Viewing 16 posts - 1 through 16 (of 16 total)
  • Any Linux experts in?
  • molgrips
    Free Member

    Apparently, to get all the hardware on my Vaio P series to work properly, I need kernel verison 2.6.39 or thereabouts, and it seems Mint 9 supports the required tweaking.

    Am I missing out if I use older kernel and/or distributions? I’m happy with Mint generally, I liked it (with Xfce) much better than Ubuntu 12 with whatever that comes with.

    chambord
    Free Member

    What hardware doesn’t work?

    EDIT:

    Looking at this link here, Ubuntu 12.10 works?

    EDIT2:

    And if you don’t like Unity (The desktop that ubuntu ships with), you can just install XFCE and use that instead.

    somouk
    Free Member

    Using older kernels will generally just affect your hardware usage and what software you can run on the system. There are also security concerns around that too so try and run the latest one possible for whichever flavour of distribution you’re using.

    chambord
    Free Member

    Phoronix was reporting on pretty bad power problems on later 2.6 kernels as well so you might not get the best battery life from it..

    molgrips
    Free Member

    Ok so Mint 13 bascially worked, as did Ubuntu 12, but I had two issues.

    1) 3G device only works if you boot into Windows first then reboot into Linux

    2) No 2D or 3D acceleration

    Both those things can be fixed, and people have published fixes, but only for older kernel versions.

    retro83
    Free Member

    If that’s one of the ones with a GMA 500 graphics chip, it’s crap even on the older kernels, just slightly less crap.

    Where are the patches? Maybe they’ve changes since I last saw.

    molgrips
    Free Member

    It is gma500 yes. I have a link to the guy who got 3d acceleration working and got 1000fps from glxgears instead of 100 as I got. Also I couldn’t play youtube vids.

    Conqueror
    Free Member

    not familiar with the latest ubuntu… do they still use an /etc/X11/xorg.conf ? if so take a look at that to see what your graphics setup is up to

    you probably need FFmpeg codec to view youtube

    I normally just go mental and install loads of codecs along with VLC

    molgrips
    Free Member

    What a load of bollocks this is.

    molgrips
    Free Member

    The older Mint with the older kernel was a mess. Graphics were unusably slow and I had trouble getting the suggested packages to compile and install. So I’ve gone back to 16 and it’s quite usable. The GMA500 driver that comes with Mint 16 is usable but without 2D acceleration video won’t play. Apparently someone IS working on it though. The onboard 3G still doesn’t work properly, but I guess I will have to put up with that now.

    When booted something like 400MB of the 2GB RAM is in use, and the swap file is unused, which is nice 🙂

    I think I might use what I’ve learned though and install Linux on my work machine.
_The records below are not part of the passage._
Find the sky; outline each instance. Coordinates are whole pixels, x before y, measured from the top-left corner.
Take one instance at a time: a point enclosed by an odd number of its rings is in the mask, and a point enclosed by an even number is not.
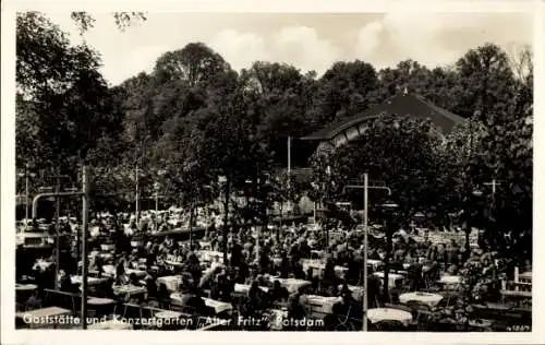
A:
[[[92,13],[95,27],[80,36],[69,12],[46,12],[74,44],[100,52],[101,72],[117,85],[150,72],[164,52],[202,41],[237,71],[253,61],[293,64],[318,75],[334,62],[360,59],[375,68],[413,59],[427,67],[453,63],[471,48],[494,43],[508,51],[532,43],[524,13],[187,13],[152,12],[124,32],[110,13]]]

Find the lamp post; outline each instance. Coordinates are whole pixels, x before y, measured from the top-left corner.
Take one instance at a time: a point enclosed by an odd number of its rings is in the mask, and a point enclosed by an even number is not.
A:
[[[25,164],[25,171],[17,174],[19,177],[25,178],[25,227],[28,226],[28,216],[29,216],[29,198],[31,198],[31,179],[29,177],[36,177],[36,174],[29,172],[31,165],[28,163]]]
[[[393,231],[395,228],[393,226],[396,223],[393,222],[395,213],[396,210],[399,207],[399,205],[395,202],[388,201],[384,204],[380,205],[385,215],[387,216],[387,224],[386,224],[386,255],[384,259],[384,290],[383,294],[384,296],[389,296],[388,294],[388,283],[389,283],[389,271],[390,271],[390,257],[392,252],[392,237],[393,237]]]
[[[368,174],[363,174],[363,185],[349,185],[346,186],[342,191],[347,189],[363,189],[363,289],[365,295],[363,296],[363,331],[367,332],[367,255],[368,255],[368,239],[367,239],[367,217],[368,217],[368,190],[370,189],[382,189],[387,190],[388,195],[391,195],[391,189],[384,186],[368,186]]]

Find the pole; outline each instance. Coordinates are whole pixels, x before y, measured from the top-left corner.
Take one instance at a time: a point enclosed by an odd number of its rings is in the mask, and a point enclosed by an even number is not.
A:
[[[368,298],[368,289],[367,289],[367,205],[368,205],[368,174],[365,172],[363,175],[363,289],[365,295],[363,296],[363,332],[367,332],[367,298]]]
[[[135,212],[136,212],[136,225],[138,224],[140,219],[140,174],[138,174],[138,165],[136,165],[136,204],[135,204]]]
[[[88,167],[83,166],[83,200],[82,200],[82,329],[87,329],[87,217],[89,213]]]
[[[291,136],[288,136],[288,191],[290,190],[290,188],[291,188]],[[290,209],[291,209],[291,201],[288,200],[288,210]]]
[[[155,214],[159,213],[159,193],[155,192]]]
[[[28,198],[29,198],[29,190],[28,190],[28,163],[25,164],[25,227],[28,227]]]
[[[60,171],[59,171],[60,172]],[[55,187],[55,192],[60,193],[61,191],[61,176],[58,174],[57,176],[57,185]],[[57,234],[56,238],[56,249],[57,253],[55,255],[55,286],[56,289],[60,289],[60,284],[59,284],[59,264],[60,264],[60,257],[61,257],[61,243],[60,243],[60,224],[59,224],[59,217],[61,213],[61,198],[57,197],[56,198],[56,210],[55,210],[55,230]]]

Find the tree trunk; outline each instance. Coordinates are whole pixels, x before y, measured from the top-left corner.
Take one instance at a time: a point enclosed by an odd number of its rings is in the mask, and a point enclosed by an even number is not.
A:
[[[231,180],[228,178],[226,181],[226,199],[225,199],[225,218],[223,218],[223,263],[227,264],[227,237],[229,235],[229,200],[231,194]]]
[[[190,207],[190,248],[193,247],[193,227],[195,224],[195,204],[192,202]]]
[[[391,229],[391,225],[388,224],[386,227],[386,255],[384,257],[384,300],[390,300],[390,295],[388,290],[388,283],[389,283],[389,273],[390,273],[390,258],[391,258],[391,251],[392,251],[392,237],[393,237],[393,231]]]

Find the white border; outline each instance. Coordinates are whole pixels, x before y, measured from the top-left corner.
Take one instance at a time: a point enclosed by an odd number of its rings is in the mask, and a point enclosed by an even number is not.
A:
[[[544,243],[544,235],[540,225],[544,224],[543,213],[537,212],[542,204],[545,190],[540,183],[540,176],[545,176],[543,155],[543,140],[535,136],[534,147],[534,314],[532,333],[255,333],[255,332],[134,332],[134,331],[14,331],[14,195],[15,195],[15,166],[14,166],[14,70],[15,70],[15,17],[14,11],[24,10],[59,10],[74,9],[87,11],[148,11],[148,12],[528,12],[534,13],[534,51],[535,51],[535,92],[534,95],[545,95],[543,76],[545,75],[545,26],[544,10],[541,1],[341,1],[341,0],[86,0],[86,1],[2,1],[2,98],[1,98],[1,336],[2,344],[71,344],[71,343],[232,343],[232,344],[271,344],[271,343],[395,343],[395,342],[429,342],[433,344],[532,344],[543,343],[544,318],[537,312],[543,306],[543,253],[537,245]],[[541,119],[545,112],[543,97],[534,96],[534,133],[544,126]],[[543,308],[542,308],[543,309]],[[274,335],[272,335],[274,334]]]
Mint + KVM as a hypervisor with nothing installed apart from a browser, and everything else in VMs.

    somouk
    Free Member

    Mint + KVM as a hypervisor with nothing installed apart from a browser, and everything else in VMs

    That’s how a lot of the developers I work with work. Also means they can setup specific environments quickly and leave them like that without it affecting daily work.

    molgrips
    Free Member

    IT policy states that if you use a VM both it and the host have to be standards compliant. Which would mean they BOTH have to have their disks encrypted 😯

    Bolx to that. If the VPN client is on the guest then the host never needs to connect to work.. Of course the problem with that is that I can’t then distribute the VMs as to connect to work it all needs to be registered in my name.

    xiphon
    Free Member

    What’s wrong with using Debian + XFCE/Gnome/KDE/etc

    molgrips
    Free Member

    For which?

    madjak
    Free Member

    Have not installed Mint for years but just run a install of Fedora 19 for work and disk encryption (work policy) was super easy. Just next-next-finish!

    As far as kernels go just run the latest one available for the distro you want. If that doesn’t work for you, and you need a bleeding edge kernel you can download and compile the latest without too much problems.

    Lots of how to’s on the interweb or find another distro with the kernel support you need.

    EDIT: Fedora 19 current kernel version is 3.12.5, if that is any good for you? 2.6.39 is rather old now.

    Info on whats in and out of the latest release here: Kernel Changes

    Changes are gernerally hardware support and features like memory, power, cpu and gpu management.

    molgrips
    Free Member

    The problem for my Vaio is that people made patches for the old kernels, and did not update for the newer ones.